Kentlake's former band Director, Chuck Stowell who is a graduate of the University of Washington, retired after the 2014 school year. Jonathan Urmenita replaced him. Urmenita is a graduate of Washington State University.

==Controversies==
In February 2000 Chief Judge John Coughenour ordered the school to reinstate a student who had been suspended for creating an unofficial school website at home stating the school did not have the authority to punish students for exercising their freedom of speech outside of school.

In March 2011, a Kentlake High School teacher, Barbara Anderson, was charged with felony sexual misconduct with a minor after she was accused of having sex with a 17-year-old boy.
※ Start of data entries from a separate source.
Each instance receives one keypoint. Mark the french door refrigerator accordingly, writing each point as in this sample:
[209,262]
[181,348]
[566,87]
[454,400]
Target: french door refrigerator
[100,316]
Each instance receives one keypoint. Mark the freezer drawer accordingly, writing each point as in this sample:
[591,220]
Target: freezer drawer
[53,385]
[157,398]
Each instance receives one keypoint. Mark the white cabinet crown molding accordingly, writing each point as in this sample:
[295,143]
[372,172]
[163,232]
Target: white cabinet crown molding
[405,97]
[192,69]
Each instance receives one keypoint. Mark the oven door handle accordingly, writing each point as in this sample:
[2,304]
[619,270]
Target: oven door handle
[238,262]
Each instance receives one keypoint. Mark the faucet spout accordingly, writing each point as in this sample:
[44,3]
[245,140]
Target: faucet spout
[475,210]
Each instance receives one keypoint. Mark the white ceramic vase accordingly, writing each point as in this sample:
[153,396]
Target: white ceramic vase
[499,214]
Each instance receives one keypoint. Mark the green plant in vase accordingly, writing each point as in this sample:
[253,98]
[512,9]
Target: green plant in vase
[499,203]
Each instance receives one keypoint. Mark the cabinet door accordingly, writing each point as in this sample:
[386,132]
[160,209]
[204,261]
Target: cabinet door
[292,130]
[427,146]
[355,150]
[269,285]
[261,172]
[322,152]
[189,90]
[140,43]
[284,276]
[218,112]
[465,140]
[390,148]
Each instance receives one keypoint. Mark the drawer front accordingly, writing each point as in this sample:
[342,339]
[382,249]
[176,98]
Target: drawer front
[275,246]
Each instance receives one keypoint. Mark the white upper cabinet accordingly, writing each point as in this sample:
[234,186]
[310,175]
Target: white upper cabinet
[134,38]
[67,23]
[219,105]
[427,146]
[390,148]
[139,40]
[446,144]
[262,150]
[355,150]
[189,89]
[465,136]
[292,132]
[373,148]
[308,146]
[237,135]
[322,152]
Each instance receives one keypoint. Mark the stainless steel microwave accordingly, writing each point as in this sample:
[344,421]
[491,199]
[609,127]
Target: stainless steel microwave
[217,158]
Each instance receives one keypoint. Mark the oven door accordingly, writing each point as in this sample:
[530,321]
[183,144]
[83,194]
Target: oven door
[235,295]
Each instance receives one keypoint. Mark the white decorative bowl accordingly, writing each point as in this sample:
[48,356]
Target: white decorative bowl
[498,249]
On April 3, 2012, two students were arrested by the Kent Police Department after the administration reported that a loaded gun had been brought to school. According to the letter passed out by the administration, no harm was originally intended. A small handgun was confiscated, and two students have been expelled.

In 2023, another teacher, Jesse Webb, was charged for inappropriate conduct with a 15-year-old student.